I’ve been trying to get Falcon installed on Hyak, or Emu, or even my laptop for a couple days now with no success. There wasn’t much help on the Falcon GitHub, so after doing some reading, it looks like Canu may be an option that is as good, or better than Falcon, so lets give that a whirl!

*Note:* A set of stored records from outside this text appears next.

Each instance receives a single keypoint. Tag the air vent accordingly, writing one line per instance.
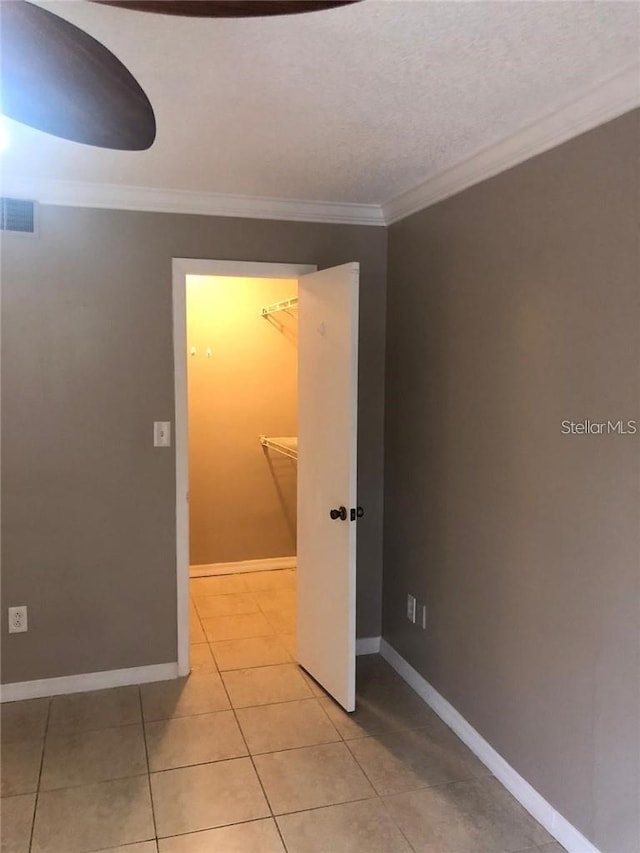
(18, 215)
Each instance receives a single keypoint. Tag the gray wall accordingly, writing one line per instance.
(88, 535)
(512, 306)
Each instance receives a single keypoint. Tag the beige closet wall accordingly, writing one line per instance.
(242, 384)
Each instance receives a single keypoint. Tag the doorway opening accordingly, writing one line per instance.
(242, 420)
(260, 557)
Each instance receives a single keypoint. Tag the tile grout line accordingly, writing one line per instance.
(253, 764)
(146, 754)
(379, 796)
(44, 744)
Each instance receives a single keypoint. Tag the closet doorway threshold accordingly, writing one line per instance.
(266, 565)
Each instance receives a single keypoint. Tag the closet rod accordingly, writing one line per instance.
(279, 306)
(287, 445)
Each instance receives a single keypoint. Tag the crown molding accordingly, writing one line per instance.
(116, 197)
(607, 101)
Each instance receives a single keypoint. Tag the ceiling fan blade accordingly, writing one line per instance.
(58, 79)
(227, 8)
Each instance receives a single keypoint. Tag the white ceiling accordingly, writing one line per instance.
(357, 104)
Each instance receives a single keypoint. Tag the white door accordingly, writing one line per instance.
(327, 477)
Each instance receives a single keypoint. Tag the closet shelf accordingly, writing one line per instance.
(284, 305)
(285, 444)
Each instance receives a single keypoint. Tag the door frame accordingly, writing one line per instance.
(181, 268)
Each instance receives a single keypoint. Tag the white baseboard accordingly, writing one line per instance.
(87, 681)
(367, 645)
(566, 834)
(269, 564)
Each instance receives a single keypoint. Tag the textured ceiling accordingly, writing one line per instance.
(356, 104)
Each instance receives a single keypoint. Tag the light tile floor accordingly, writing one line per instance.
(249, 755)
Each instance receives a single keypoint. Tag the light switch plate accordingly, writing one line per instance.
(162, 433)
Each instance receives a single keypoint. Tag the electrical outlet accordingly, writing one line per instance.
(18, 619)
(411, 608)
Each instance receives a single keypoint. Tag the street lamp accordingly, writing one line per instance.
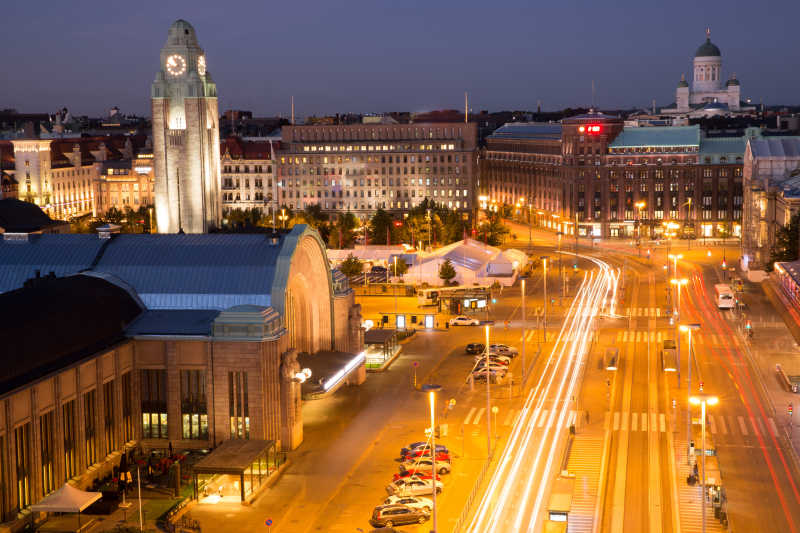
(639, 206)
(688, 328)
(702, 400)
(544, 259)
(432, 389)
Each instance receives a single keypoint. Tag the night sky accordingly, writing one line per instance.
(376, 55)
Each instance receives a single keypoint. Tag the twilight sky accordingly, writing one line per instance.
(381, 55)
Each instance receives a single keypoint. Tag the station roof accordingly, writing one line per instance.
(657, 136)
(528, 130)
(233, 456)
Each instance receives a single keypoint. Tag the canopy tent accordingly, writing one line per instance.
(67, 499)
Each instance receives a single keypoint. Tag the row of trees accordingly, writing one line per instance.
(426, 224)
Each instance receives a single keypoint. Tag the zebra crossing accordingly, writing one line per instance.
(689, 497)
(636, 421)
(585, 459)
(658, 336)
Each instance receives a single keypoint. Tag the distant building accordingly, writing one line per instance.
(771, 195)
(17, 216)
(365, 167)
(708, 95)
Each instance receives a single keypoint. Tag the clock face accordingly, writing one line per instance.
(176, 65)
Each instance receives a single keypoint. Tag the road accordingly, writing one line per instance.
(514, 499)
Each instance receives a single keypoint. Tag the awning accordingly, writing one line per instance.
(67, 499)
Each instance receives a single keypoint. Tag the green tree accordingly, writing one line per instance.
(351, 266)
(380, 225)
(400, 268)
(341, 233)
(786, 242)
(447, 272)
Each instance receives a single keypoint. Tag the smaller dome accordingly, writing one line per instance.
(708, 49)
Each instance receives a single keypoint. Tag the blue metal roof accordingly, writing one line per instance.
(657, 136)
(527, 130)
(63, 254)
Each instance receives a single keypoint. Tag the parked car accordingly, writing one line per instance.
(475, 347)
(425, 464)
(422, 445)
(503, 349)
(414, 486)
(415, 502)
(462, 320)
(412, 472)
(389, 515)
(494, 358)
(413, 456)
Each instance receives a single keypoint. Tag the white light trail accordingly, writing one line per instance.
(515, 495)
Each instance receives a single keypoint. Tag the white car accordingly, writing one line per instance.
(413, 486)
(503, 349)
(462, 320)
(415, 502)
(425, 464)
(494, 358)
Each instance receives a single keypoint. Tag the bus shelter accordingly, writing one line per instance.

Canu’s GitHub is here and documentation is here

To install was super simple, just cloned the GitHub repo on to Hyak via git clone https://github.com/marbl/canu.git in to /gscratch/srlab/programs/canu/, changed directory in to /gscratch/srlab/programs/canu/src/ and ran make.

The Canu developers supply a sample assembly data set which can be downloaded via

curl -L -o p6.25x.fastq http://gembox.cbcb.umd.edu/mhap/raw/ecoli_p6_25x.filtered.fastq

which I downloaded in to /gscratch/srlab/data/CanuTest.

To run the assembly, I spool up a 4 hour Interactive session (hopefully this is long enough) and run /gscratch/srlab/programs/canu/Linux-amd64/bin/canu -p ecoli -d ecoli-auto genomeSize=4.8m -pacbio-raw p6.25x.fastq .

This did not work, as Canu is built to run on a scheduler system, so it needs the --useGrid=FALSE argument added to the command. After changing that, everything looks like it’s working fine. After I make sure this works, I’ll get to work on the PacBio only assembly for the Oly genome.

Edit: It finished, and looks like it works with the sample data. Now to try it with our Oly PacBio stuff.